April 8, 2016 – Former U.S. Secretary of State Madeleine Albright kicked off the 10th anniversary of Georgetown’s Berkley Center for Religion, Peace and World Affairs yesterday with a lecture on the role of religion in international relations.
Albright, the Michael and Virginia Mortara Distinguished Professor of Diplomacy at Georgetown, addressed the role of religion as a source of conflict as well as a resource for cooperation and reconciliation.
She also drew on her extensive experience as a leading diplomat and scholar and revisited the core themes of her book, The Mighty and the Almighty: Reflections on America, God, and World Affairs (Harper, 2006).

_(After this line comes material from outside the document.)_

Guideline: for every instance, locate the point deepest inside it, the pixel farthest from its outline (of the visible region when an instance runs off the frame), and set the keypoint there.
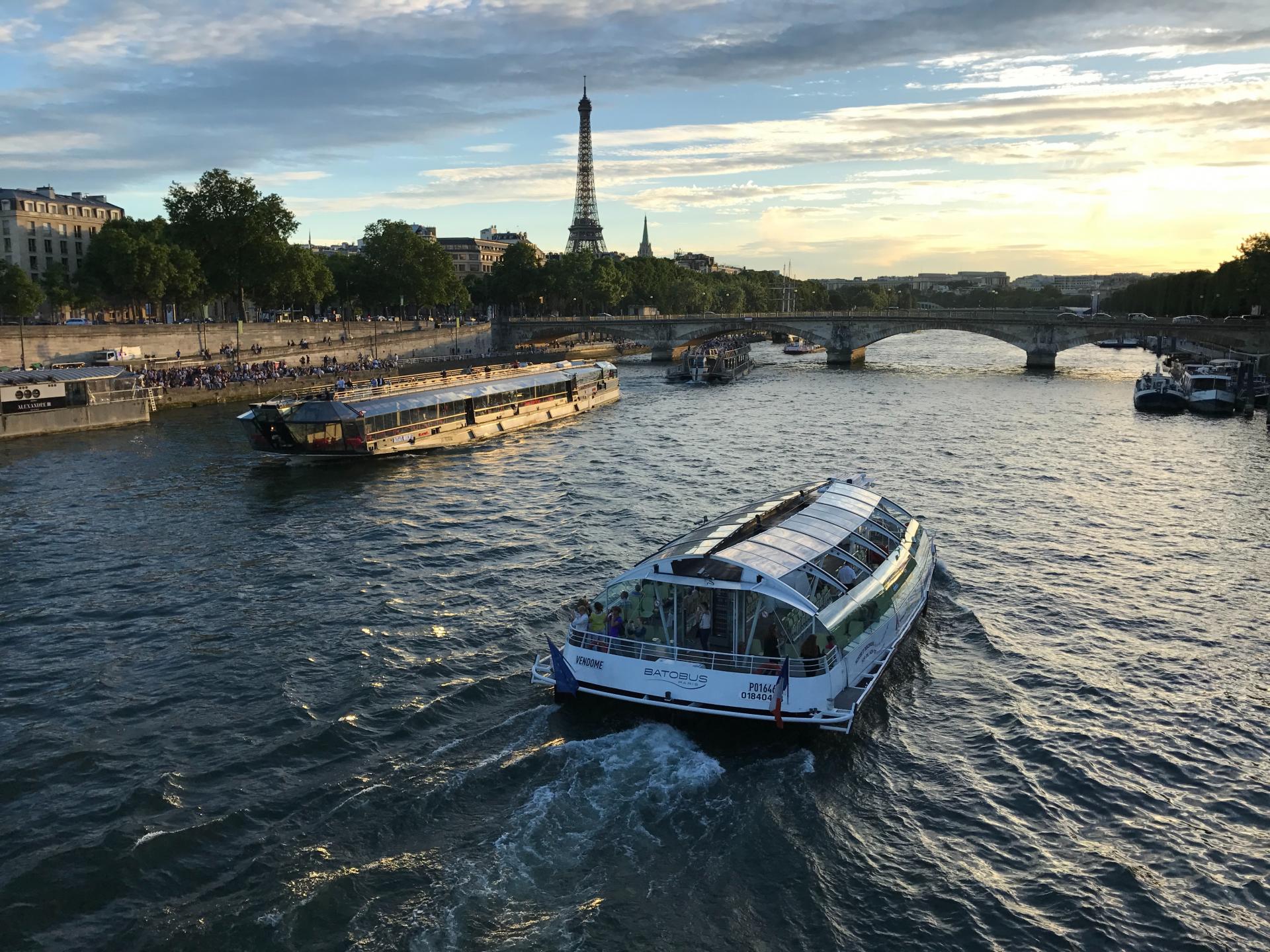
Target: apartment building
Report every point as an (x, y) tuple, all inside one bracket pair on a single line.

“Issues of religion and world affairs are as salient today as in 2006 when the center was founded,” said Thomas Banchoff, vice president for global engagement and founding director of the Berkley Center. “The 10th anniversary of the Berkley Center is an occasion to discuss these issues, to celebrate a record of accomplishment, and to reflect on the work ahead.”
The anniversary celebration continued today as Georgetown President John J. DeGioia and best-selling author and leading Abrahamic religions expert Karen Armstrong talked about her work and what universities can do to foster interreligious dialogue and combat religion-based violence.
The discussion was a part of a daylong symposium, “Rethinking Religion and World Affairs,” with scholars and thought leaders exploring key themes to its work over the last decade.